Hollywood to Honolulu: the story of the Los Angeles Steamship Company (Glencannon Press)
The Roaring 20s saw many institutions fall by the way side. Flappers, the Charleston and bathtub gin all arrived on the scene and, almost as quickly as they appeared, they dropped out of history. So it was with the shipping line that hailed from Southern California: the Los Angeles Steamship Company. This once magnificent ocean going operation put its namesake harbor on the map, brought the idea of a glamorous ocean passage into the price range of the newly forming tourist population, and once and for all time branded the vision of a stately white cruise ship gliding effortlessly into a tropical Hawaiian paradise into the mind of the nation.
Martin Cox and Gordon Ghareeb have joined forces and together told a story of glamour, high finance, movie stars and gossip.
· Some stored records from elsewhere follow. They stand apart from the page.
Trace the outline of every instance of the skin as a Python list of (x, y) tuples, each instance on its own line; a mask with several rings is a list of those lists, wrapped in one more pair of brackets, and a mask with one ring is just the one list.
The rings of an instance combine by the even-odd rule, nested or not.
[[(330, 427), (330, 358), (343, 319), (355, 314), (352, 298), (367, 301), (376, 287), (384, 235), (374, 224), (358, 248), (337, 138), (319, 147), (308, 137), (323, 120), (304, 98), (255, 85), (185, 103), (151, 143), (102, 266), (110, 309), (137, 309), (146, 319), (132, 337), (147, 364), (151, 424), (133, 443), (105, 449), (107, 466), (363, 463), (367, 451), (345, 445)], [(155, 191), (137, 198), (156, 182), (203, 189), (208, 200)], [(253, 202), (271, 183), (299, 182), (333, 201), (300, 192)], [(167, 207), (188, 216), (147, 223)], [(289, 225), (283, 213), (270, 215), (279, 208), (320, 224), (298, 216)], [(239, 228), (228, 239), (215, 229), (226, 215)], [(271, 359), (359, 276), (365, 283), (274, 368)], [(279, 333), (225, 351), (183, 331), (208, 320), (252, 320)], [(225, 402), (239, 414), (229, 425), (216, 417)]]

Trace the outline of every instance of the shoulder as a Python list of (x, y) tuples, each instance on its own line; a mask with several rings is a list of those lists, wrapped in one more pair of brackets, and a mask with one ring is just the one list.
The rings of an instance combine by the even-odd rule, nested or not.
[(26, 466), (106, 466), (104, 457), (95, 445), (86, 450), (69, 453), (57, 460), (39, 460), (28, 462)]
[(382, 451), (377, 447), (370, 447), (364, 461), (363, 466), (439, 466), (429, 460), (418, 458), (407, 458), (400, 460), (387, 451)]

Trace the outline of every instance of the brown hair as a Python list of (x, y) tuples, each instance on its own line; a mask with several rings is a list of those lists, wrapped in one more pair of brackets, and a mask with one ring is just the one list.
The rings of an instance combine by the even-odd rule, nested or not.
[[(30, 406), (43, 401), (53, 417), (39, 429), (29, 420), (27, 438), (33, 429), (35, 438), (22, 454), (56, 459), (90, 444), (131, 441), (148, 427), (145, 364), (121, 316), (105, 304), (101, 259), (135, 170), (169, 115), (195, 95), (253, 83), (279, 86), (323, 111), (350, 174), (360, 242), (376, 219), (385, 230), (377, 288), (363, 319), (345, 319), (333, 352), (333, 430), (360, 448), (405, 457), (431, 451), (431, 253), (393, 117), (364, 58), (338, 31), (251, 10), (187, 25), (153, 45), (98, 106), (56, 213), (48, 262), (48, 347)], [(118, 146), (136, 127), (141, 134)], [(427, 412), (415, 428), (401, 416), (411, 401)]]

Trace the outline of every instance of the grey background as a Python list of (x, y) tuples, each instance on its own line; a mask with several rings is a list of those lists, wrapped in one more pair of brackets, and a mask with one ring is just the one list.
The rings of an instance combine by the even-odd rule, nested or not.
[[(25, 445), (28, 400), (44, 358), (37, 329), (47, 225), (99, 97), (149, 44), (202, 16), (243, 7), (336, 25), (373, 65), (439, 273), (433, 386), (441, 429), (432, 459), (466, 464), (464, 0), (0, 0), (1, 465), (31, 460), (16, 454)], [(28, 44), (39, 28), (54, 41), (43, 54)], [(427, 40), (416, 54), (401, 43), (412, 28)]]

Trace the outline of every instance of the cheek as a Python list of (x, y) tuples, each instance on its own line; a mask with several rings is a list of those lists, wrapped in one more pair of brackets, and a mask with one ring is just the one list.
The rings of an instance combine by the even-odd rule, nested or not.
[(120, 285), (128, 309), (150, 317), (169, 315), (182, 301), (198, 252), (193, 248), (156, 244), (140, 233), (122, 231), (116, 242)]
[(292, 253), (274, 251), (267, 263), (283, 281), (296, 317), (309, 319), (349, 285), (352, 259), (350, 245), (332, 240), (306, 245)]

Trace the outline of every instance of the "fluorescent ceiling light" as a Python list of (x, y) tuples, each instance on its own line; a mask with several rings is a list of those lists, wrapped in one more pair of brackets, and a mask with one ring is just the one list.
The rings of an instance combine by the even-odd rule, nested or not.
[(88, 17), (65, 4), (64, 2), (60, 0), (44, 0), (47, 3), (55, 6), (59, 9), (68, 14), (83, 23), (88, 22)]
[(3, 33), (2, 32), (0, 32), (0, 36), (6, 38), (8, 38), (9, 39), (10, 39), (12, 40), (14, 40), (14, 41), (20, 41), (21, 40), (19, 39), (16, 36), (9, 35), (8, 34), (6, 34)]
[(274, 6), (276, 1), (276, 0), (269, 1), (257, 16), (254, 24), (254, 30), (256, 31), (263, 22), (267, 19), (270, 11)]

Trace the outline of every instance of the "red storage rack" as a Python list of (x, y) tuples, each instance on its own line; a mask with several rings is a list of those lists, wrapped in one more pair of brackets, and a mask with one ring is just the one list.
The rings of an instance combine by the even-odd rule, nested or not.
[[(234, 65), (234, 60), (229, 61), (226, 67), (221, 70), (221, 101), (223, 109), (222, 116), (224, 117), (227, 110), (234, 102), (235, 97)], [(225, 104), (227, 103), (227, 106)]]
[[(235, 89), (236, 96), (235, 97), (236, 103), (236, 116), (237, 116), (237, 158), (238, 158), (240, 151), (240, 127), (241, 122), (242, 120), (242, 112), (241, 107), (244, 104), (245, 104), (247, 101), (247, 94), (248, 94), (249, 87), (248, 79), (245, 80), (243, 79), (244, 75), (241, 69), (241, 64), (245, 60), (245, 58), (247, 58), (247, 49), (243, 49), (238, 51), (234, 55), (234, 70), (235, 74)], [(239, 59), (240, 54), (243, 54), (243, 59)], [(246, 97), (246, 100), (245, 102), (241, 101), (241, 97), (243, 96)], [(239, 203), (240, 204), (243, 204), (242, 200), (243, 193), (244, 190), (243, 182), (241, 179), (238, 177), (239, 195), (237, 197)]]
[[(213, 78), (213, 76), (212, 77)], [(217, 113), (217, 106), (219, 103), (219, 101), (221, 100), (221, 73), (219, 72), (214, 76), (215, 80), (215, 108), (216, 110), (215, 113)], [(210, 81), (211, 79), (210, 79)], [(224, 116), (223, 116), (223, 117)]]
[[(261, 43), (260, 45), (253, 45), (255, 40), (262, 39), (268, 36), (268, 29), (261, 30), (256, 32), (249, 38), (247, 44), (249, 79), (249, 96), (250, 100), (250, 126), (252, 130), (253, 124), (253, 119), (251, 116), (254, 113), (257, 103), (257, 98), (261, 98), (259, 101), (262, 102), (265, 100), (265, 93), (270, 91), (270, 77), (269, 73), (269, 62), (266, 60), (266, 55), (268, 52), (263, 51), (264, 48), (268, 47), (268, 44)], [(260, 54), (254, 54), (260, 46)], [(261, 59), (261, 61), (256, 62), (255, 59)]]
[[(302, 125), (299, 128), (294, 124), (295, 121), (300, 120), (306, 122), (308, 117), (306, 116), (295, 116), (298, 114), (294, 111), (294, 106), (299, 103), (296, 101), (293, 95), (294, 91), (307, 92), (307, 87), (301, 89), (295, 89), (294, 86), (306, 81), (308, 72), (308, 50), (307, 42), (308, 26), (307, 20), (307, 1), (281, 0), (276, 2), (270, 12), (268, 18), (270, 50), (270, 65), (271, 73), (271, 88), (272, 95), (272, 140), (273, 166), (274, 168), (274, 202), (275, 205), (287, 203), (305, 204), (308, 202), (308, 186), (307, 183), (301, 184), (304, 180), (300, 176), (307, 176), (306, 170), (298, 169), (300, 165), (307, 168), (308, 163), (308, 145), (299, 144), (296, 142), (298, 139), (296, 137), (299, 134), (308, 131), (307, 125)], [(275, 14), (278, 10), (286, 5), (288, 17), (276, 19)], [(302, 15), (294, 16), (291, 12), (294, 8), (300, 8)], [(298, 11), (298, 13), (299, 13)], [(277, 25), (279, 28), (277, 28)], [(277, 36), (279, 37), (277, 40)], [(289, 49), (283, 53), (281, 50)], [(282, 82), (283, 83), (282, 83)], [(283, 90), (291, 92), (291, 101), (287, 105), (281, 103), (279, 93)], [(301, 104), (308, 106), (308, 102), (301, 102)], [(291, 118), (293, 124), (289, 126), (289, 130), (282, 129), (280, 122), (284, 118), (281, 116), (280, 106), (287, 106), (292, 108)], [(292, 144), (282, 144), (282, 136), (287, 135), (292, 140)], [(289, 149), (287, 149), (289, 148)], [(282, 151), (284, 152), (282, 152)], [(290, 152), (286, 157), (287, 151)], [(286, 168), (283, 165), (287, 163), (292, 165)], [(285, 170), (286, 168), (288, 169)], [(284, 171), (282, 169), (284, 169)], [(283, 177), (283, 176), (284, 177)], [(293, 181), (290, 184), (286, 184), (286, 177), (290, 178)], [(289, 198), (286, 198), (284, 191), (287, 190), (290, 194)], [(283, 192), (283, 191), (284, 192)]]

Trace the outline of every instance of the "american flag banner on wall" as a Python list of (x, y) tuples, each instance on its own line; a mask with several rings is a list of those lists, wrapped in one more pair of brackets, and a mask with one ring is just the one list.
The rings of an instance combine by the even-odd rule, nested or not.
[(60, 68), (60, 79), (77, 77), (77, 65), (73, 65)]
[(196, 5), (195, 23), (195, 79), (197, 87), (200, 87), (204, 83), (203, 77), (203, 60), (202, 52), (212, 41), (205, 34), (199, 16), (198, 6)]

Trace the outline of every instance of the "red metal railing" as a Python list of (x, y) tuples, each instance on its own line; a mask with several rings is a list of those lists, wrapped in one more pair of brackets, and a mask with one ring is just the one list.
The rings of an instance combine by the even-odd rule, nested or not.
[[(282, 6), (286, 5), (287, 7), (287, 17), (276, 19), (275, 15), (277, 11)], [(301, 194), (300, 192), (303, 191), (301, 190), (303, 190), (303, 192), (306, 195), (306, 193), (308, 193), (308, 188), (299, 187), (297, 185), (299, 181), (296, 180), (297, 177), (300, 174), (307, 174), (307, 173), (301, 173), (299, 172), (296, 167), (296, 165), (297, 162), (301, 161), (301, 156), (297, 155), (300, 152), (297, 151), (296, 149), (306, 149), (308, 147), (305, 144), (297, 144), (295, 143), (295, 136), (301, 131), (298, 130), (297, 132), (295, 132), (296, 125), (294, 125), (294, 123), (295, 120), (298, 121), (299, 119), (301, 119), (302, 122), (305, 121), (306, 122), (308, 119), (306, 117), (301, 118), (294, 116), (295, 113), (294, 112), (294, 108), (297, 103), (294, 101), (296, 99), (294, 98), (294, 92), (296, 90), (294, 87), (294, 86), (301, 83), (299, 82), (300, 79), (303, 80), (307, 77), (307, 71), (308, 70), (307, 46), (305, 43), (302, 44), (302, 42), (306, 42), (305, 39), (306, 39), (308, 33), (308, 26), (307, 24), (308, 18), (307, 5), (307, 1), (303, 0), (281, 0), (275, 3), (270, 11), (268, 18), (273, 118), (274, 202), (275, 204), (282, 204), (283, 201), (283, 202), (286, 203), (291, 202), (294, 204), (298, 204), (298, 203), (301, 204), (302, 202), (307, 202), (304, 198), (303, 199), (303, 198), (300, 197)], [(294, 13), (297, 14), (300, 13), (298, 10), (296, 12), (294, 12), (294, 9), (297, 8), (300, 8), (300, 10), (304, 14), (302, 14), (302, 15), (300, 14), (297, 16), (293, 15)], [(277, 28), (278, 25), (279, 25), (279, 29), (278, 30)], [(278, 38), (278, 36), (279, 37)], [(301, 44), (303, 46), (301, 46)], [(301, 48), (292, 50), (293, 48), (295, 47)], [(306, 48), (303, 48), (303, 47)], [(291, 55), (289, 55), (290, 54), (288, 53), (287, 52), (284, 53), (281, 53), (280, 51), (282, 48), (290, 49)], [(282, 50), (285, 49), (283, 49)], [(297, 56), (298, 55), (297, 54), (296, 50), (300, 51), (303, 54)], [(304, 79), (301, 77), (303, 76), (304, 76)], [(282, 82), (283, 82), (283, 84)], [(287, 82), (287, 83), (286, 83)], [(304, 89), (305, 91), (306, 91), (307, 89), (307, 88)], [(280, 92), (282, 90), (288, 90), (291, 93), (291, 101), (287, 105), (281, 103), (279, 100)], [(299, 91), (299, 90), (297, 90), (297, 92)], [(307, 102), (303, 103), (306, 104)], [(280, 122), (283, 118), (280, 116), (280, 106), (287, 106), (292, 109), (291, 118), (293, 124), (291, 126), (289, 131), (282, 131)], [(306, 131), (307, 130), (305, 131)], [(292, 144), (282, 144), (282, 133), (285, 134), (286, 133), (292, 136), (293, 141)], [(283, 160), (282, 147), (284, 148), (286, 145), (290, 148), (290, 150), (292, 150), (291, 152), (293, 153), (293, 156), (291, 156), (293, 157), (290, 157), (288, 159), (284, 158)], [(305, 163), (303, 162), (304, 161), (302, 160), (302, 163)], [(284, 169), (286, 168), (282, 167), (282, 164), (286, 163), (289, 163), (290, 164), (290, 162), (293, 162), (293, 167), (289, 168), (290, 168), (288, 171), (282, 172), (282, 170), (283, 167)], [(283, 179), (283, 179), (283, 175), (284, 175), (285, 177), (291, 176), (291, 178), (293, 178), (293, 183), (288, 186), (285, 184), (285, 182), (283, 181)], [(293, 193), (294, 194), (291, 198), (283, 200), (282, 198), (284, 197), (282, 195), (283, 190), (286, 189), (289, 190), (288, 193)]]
Operated under the aegis of the Chandler publishing family of Los Angeles and the rest of their contemporary Chamber of Commerce associates, the Los Angeles Steamship Company (or LASSCO as it came to be known across the nation) brought to the world the realization that fledgling Los Angeles was coming into its own as a financial, industrial and culturally cosmopolitan crossroads of the country.
Ghareeb and Cox recreate a lost world of a nation riding high on the crest of a military victory from World War I juxtaposed against labor problems, political unrest and an economy gone mad.
At its height, the company had seven passenger vessels plus a host of freighters. The Los Angeles Steamship Company perished somewhat quietly in the stock market crash of 1929, but not before it had reshaped Los Angeles.